The Self-Initiation Trade Enforcement Act
The Self-Initiation Trade Enforcement Act would create a permanent task force at the International Trade Administration (ITA), an agency within the Commerce Department, to investigate dumping and subsidies on imported goods. Dumping is an unfair trade practice where foreign competitors intentionally lower the price of their goods to make it harder for American companies that produce raw materials, manufactured goods and agricultural products to compete. Additionally, U.S. manufacturers are disadvantaged when imports are subsidized by foreign governments. The task force would be charged with independently researching trade data and subsequently referring identified trade abuses for further formal investigation by ITA, with an emphasis on cases impacting small and medium-sized businesses.
U.S. Senators Gary Peters (D-MI) and Richard Burr (R-NC) introduced bipartisan legislation to help enforce trade laws for small and medium-sized businesses that are undercut by unfair trade practices. Under current law, the Commerce Department has the authority to self-initiate investigations into dumping and subsidies, but rarely utilizes this authority. The majority of their investigations begin only after companies or industry representatives lodge formal complaints. Small and medium-sized businesses, including agricultural producers, manufacturers, parts suppliers, and paper goods producers, often lack the resources needed to identify unfair practices and bring them to the attention of the Commerce Department.
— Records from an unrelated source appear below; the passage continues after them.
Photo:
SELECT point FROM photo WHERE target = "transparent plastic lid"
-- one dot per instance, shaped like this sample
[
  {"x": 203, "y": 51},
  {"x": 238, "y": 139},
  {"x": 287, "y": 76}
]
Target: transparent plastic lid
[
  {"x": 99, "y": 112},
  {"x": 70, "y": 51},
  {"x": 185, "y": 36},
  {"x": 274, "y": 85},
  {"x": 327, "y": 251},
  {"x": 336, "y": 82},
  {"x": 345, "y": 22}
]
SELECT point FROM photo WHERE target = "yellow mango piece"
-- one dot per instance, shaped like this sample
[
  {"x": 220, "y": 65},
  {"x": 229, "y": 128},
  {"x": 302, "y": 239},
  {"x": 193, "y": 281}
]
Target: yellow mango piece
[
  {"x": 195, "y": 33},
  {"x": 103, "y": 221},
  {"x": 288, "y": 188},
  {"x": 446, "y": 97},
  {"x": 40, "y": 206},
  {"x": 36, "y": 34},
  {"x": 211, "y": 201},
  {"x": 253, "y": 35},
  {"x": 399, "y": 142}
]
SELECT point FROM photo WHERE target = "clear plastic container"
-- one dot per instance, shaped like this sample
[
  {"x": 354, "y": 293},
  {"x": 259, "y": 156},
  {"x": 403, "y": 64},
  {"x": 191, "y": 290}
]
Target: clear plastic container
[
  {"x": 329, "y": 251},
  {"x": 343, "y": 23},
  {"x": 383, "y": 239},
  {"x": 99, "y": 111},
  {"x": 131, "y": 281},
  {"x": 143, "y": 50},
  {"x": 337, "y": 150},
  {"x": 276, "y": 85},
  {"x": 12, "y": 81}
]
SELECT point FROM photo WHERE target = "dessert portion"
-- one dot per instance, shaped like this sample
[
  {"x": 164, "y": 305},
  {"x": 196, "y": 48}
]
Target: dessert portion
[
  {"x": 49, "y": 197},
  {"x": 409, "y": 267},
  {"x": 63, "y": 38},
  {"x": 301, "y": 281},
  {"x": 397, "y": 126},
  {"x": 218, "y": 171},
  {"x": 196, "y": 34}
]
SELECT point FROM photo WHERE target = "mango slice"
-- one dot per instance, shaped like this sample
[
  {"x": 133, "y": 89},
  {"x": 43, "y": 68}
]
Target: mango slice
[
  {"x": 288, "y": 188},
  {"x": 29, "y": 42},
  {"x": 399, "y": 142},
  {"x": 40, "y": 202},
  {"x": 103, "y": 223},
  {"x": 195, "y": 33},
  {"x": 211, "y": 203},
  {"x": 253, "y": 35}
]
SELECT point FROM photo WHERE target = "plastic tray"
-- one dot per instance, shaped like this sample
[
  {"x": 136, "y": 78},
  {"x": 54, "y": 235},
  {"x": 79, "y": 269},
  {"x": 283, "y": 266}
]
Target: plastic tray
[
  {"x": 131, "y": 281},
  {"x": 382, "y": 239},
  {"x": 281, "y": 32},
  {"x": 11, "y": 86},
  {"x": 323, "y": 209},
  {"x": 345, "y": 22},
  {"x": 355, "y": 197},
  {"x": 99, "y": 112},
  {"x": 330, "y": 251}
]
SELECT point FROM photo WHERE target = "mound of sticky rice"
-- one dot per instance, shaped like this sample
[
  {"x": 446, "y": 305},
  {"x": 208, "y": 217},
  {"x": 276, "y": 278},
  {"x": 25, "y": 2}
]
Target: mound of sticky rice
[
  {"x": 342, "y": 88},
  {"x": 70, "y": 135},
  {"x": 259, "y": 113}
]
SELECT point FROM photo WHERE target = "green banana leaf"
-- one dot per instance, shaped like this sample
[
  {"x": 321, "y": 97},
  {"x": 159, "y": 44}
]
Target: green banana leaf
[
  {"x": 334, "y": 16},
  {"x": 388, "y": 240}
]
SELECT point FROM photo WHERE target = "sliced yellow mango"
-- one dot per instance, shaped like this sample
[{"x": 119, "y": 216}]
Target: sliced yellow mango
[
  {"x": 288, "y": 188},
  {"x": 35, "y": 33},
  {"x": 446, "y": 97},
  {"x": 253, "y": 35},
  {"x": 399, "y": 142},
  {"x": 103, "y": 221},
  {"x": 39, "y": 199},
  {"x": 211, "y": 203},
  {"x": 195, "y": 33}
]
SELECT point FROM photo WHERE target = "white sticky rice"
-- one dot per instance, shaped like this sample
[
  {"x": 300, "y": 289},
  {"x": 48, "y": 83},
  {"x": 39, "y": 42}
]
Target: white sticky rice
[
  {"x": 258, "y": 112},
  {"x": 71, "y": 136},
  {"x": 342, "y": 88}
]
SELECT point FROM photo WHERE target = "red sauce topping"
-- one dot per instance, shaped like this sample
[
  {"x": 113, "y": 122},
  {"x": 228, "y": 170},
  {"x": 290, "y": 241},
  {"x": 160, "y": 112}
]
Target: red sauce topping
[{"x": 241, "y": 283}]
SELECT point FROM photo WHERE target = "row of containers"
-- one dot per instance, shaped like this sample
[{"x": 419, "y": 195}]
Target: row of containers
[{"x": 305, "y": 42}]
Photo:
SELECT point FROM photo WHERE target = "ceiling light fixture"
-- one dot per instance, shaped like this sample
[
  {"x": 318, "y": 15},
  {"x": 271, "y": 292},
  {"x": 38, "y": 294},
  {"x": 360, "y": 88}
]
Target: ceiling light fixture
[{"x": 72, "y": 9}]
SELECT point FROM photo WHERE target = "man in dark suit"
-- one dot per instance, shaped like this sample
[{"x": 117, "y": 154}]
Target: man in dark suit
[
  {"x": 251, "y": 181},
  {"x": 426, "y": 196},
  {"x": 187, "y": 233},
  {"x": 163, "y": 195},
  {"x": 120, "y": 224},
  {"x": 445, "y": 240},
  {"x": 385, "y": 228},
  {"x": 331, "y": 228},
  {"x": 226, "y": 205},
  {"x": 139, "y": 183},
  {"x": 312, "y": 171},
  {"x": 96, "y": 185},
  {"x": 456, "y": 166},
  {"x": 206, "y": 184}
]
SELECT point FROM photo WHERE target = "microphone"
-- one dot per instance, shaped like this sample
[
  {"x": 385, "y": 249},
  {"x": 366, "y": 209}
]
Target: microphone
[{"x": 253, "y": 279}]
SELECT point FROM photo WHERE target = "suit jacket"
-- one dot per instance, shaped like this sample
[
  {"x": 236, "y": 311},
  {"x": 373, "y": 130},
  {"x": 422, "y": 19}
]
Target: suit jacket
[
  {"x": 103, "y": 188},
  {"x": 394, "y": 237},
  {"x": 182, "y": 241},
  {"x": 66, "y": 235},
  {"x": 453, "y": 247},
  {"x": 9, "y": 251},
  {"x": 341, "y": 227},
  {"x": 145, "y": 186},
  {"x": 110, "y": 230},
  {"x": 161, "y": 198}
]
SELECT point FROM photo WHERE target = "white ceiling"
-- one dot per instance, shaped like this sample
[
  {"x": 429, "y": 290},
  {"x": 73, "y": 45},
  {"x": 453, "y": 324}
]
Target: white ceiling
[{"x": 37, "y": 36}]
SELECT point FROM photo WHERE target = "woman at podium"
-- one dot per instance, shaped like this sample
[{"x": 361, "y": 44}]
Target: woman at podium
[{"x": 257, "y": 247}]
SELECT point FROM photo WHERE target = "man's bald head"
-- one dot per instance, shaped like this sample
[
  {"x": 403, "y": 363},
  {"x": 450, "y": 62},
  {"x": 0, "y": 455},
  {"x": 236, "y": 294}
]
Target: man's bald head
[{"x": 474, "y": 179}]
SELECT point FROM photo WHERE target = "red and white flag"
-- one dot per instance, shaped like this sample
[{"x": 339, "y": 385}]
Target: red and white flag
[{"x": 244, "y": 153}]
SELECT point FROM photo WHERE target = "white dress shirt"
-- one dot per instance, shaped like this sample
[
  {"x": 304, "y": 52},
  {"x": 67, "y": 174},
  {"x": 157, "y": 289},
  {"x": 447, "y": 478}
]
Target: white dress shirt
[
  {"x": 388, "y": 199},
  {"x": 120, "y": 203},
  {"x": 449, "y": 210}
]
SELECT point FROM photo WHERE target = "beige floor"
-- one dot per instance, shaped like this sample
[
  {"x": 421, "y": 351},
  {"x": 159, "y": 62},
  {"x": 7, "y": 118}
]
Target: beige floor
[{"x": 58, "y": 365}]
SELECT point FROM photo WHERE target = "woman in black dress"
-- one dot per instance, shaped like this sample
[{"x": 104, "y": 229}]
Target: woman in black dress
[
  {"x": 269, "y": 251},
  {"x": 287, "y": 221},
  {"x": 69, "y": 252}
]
“Small and mid-sized businesses in Michigan and across the country are working hard to make great products for consumers, but they often face unfair competition from foreign companies that flood American markets with artificially cheaper goods,” said Senator Peters. “Smaller companies with limited resources may not have the ability to identify trade violations, or worse, they fear retaliation from governments in foreign markets where they sell their products. This bipartisan bill will ensure American manufacturers and agricultural producers can compete on a level playing field.”
“I’m pleased to join Senator Peters as a cosponsor of this legislation to encourage the Commerce Department’s International Trade Administration to flag more potential trade abuses for investigation,” said Senator Burr. “This bill will help put small and medium-sized business on a more level playing field against unfair imports. With Secretary Ross’ support, I hope my colleagues will join us to protect American trade in the global economy.”